Algorithmic Regularization in Over-parameterized Matrix Sensing and Neural Networks with Quadratic Activations
Yuanzhi Li, Tengyu Ma, Hongyang Zhang
TL;DR
The paper analyzes how gradient-based optimization implicitly regularizes over-parameterized models in matrix sensing and neural networks with quadratic activations, under restricted isometry properties. By factorizing the target PSD matrix X* as UU^T and using a small initialization, gradient descent converges to the true low-rank solution at near-linear rates, yielding generalization bounds that depend on initialization rather than parameter count.
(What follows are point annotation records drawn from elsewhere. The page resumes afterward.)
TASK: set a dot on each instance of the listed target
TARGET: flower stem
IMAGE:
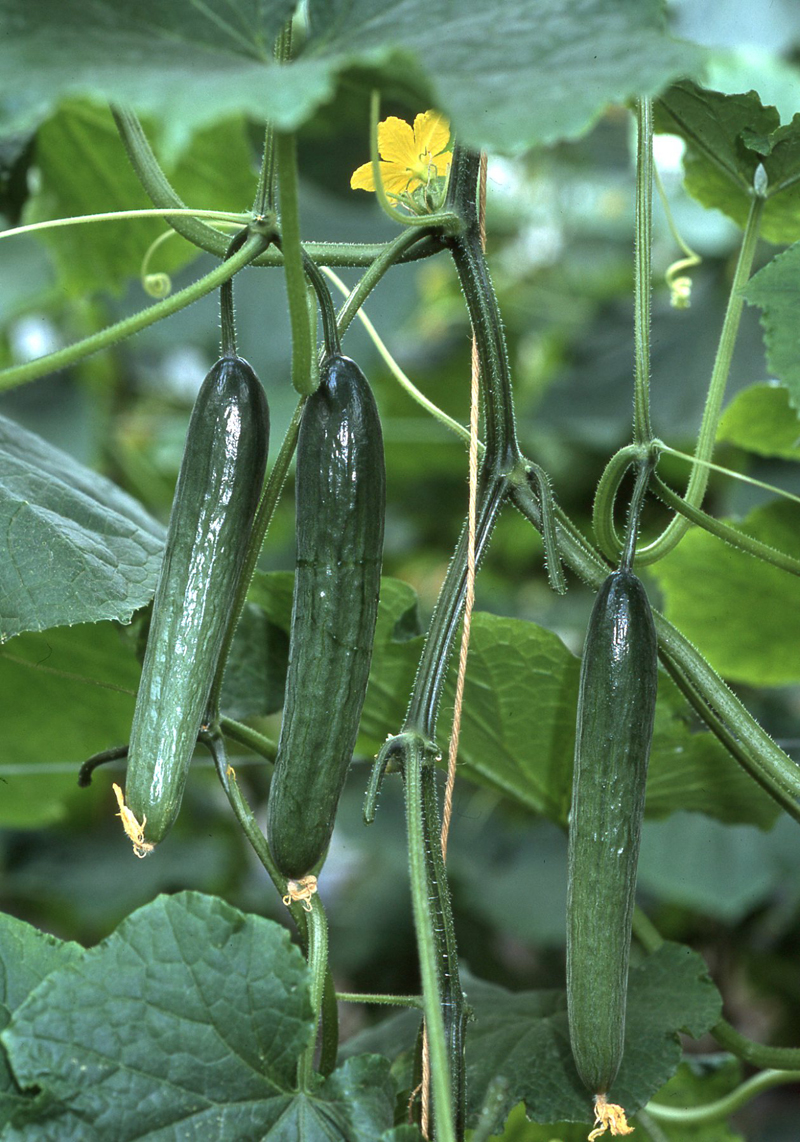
(643, 431)
(317, 965)
(245, 736)
(447, 219)
(426, 940)
(285, 151)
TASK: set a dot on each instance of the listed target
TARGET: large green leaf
(721, 871)
(510, 72)
(67, 693)
(73, 547)
(761, 419)
(727, 137)
(523, 1036)
(518, 721)
(26, 956)
(742, 613)
(83, 169)
(186, 1023)
(776, 291)
(150, 54)
(696, 1083)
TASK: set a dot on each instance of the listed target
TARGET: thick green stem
(757, 1054)
(643, 480)
(227, 315)
(393, 254)
(205, 238)
(265, 192)
(717, 705)
(728, 720)
(427, 945)
(495, 383)
(40, 367)
(722, 1108)
(732, 536)
(643, 431)
(317, 966)
(245, 736)
(699, 480)
(302, 350)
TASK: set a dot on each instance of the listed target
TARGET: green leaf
(148, 54)
(691, 770)
(696, 1083)
(256, 673)
(83, 169)
(524, 1036)
(519, 1128)
(776, 291)
(720, 871)
(485, 61)
(16, 152)
(26, 956)
(761, 419)
(187, 1022)
(481, 63)
(742, 613)
(518, 721)
(67, 693)
(73, 547)
(727, 136)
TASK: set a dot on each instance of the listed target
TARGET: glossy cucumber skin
(615, 714)
(340, 496)
(219, 484)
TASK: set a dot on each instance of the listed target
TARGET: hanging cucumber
(218, 490)
(615, 714)
(340, 499)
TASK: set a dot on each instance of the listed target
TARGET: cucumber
(219, 484)
(340, 495)
(615, 713)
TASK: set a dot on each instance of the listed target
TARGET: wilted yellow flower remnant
(410, 157)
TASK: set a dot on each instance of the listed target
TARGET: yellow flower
(410, 157)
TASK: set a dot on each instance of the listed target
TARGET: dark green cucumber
(340, 499)
(221, 475)
(615, 713)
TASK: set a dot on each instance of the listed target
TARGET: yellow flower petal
(441, 165)
(394, 178)
(362, 179)
(431, 133)
(396, 142)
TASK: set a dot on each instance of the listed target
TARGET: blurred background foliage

It extends these insights to one-hidden-layer quadratic networks, showing that with truncation to enforce RIP-like behavior, similar generalization guarantees hold with favorable sample complexity. The work combines RIP-based concentration, low-rank dynamics, and adaptive subspace analysis to establish algorithmic regularization without heavy reliance on early stopping, and it is reinforced by simulations highlighting initialization effects and the superiority of factorized GD over naive PSD-projection approaches.
Abstract
We show that the gradient descent algorithm provides an implicit regularization effect in the learning of over-parameterized matrix factorization models and one-hidden-layer neural networks with quadratic activations. Concretely, we show that given $\tilde{O}(dr^{2})$ random linear measurements of a rank $r$ positive semidefinite matrix $X^{\star}$, we can recover $X^{\star}$ by parameterizing it by $UU^\top$ with $U\in \mathbb R^{d\times d}$ and minimizing the squared loss, even if $r \ll d$. We prove that starting from a small initialization, gradient descent recovers $X^{\star}$ in $\tilde{O}(\sqrt{r})$ iterations approximately. The results solve the conjecture of Gunasekar et al.'17 under the restricted isometry property. The technique can be applied to analyzing neural networks with one-hidden-layer quadratic activations with some technical modifications.